On the desk in front of me lies a full-page ad cut from my local newspaper, dated December 13, 2009. In it, a slender brunette, apparently in her 20s, wears low-rise jeans, a purple blouse, and a Santa hat. She looks proud of herself. Her right hand perches on her hip, above a tool belt. Her left hand holds a circular saw. Oddly, there is no sign of dust, dirt or other wear on her clothes or work gloves. Cut and pasted below her are three chests of drawers (did she make them?), a camera and several boxes, wrapped and tied with pretty bows. The advertisement is for home equity loans from a local bank.

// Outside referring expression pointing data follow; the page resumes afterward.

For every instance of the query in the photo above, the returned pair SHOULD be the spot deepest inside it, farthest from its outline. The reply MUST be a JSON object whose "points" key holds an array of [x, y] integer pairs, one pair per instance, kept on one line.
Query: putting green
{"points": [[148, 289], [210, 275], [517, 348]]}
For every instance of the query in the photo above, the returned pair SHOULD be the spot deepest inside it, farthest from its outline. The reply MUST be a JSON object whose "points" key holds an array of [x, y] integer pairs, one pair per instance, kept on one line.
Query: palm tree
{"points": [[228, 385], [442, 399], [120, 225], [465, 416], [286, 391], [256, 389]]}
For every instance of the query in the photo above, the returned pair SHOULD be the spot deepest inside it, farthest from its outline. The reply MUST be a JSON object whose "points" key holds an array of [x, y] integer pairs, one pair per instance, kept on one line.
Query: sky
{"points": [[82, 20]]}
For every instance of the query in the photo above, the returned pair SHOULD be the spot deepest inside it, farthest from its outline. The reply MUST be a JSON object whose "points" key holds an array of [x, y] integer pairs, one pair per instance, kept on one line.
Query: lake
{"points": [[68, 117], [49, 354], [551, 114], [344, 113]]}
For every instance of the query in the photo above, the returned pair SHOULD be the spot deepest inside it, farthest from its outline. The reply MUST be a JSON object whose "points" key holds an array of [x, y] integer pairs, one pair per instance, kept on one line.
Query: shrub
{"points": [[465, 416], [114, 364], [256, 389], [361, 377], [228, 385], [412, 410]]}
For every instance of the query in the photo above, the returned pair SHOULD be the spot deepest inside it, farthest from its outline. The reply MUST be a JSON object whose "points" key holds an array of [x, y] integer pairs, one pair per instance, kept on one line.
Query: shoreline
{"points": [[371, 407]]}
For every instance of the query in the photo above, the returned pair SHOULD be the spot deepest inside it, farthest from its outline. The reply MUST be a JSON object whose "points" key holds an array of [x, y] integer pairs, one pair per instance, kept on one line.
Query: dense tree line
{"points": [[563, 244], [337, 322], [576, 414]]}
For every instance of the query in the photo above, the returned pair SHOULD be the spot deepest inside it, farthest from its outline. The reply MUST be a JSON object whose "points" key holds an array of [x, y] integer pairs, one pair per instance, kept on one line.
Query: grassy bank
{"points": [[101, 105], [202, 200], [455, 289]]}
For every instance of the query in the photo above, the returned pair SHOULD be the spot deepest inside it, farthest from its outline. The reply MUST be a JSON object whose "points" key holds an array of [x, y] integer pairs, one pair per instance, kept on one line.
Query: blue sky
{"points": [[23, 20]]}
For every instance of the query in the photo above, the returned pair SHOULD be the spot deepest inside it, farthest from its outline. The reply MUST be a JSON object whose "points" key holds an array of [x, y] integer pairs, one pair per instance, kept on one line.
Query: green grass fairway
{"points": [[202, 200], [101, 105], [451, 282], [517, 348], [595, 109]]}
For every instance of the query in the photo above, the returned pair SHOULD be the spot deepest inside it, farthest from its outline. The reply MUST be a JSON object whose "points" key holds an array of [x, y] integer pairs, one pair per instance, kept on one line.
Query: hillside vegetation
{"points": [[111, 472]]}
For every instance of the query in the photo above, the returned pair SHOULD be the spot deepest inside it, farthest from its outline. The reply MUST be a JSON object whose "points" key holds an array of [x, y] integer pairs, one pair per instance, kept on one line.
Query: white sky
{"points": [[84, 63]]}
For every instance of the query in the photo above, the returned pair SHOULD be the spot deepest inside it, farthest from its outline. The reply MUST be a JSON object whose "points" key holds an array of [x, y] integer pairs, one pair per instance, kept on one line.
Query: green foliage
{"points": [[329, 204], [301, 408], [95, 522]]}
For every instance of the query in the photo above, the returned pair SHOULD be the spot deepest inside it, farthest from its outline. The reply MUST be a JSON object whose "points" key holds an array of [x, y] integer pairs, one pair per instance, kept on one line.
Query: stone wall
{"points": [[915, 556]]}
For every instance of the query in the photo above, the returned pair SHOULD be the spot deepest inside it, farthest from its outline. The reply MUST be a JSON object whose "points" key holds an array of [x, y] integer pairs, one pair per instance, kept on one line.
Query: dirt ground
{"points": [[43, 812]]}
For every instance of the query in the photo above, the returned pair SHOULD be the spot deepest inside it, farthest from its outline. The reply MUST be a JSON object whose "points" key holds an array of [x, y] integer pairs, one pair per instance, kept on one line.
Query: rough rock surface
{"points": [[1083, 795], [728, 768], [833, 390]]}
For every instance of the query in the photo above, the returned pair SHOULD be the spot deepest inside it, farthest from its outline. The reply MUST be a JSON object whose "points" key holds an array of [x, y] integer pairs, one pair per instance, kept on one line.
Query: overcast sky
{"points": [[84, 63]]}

Also on my desk is a full page-ad from a popular music magazine dated August, 2002. Here, a young woman on her knees reaches into a kitchen base cabinet to repair the plumbing. We see her from behind, her tight white t-shirt pulled above her waist by her stretch. Her jeans have ridden down just far enough to reveal the upper half of her lace thong underwear, where the infamous "plumber's crack" would ordinarily have appeared. "The sink is clogged again," reads the ad for "Doc's" Hard Lemon Malt Beverage. "Now that's refreshing."
In a third example, this time online, the image accompanying a 2010 story about handywomen in Britain's Daily Mail shows only the mid-section of a model-thin woman wearing low-rise jeans, her black t-shirt above her midriff, toolbelt slung around her waist. Again, no sign of dirt or wear on her body or her clothes, yet she stands in that confident pose, hand on hip.
"I totally agree with Lesley in Cardiff and Emma in London," writes Anne from Gloucester, one of those who commented on the story. "It is just so disappointing in this day and age that no matter what women do for a living, a sexual image to titilate [sic.] men has to be attached to it. Surely ... someone out there can think outside the box and come up with something better than this insulting, sexist rubbish. I mean, really. How difficult is it." [sic.]
To be sure, these ads, particularly the last two, are world-class examples of sexism. But that's not their only insult. Depicting tradeswomen on the job with immaculate clothes and perfect hair, lacking any sign of calloused skin or wrinkles, denies the very reality of work. Rather, it presents the idea of work as a kind of fashion accessory for these women, an occasion for dressing up. Sexy babes meet The Village People.
And how about that ageism? Where are the lifelong role models for girls who may be considering the trades or other manual work? As a tomboy in my 20s I paid scant attention to my looks, comfortably insulated by my youth from any negative judgment that might accrue from my lack of concern with norms of femininity. In my 30s, I began to realize that those carefree days were waning. Though I still felt unabashed wearing glue-spattered t-shirts and cut-off jeans in public, I was beginning to wonder how I would feel about dressing that way for work when I turned 40 ... or 50. I found the prospect of my older self dressed in work clothes shocking. I mean, it's fine to look the part of the young tradeswoman or artist, but once you grow up, you become something else: vaguely threatening. Not just because you appear sufficiently confident to flout conventional indicators of class and gender, but also because age implies experience, and thus competence. Perhaps even authority.
Perfectly manicured hands may symbolize status -- after all, you can't have them if you knead bread dough, scrub floors or sand wood. But they're not unlike stiletto-heeled shoes. To wear them, you have to be complicit in your own constraint.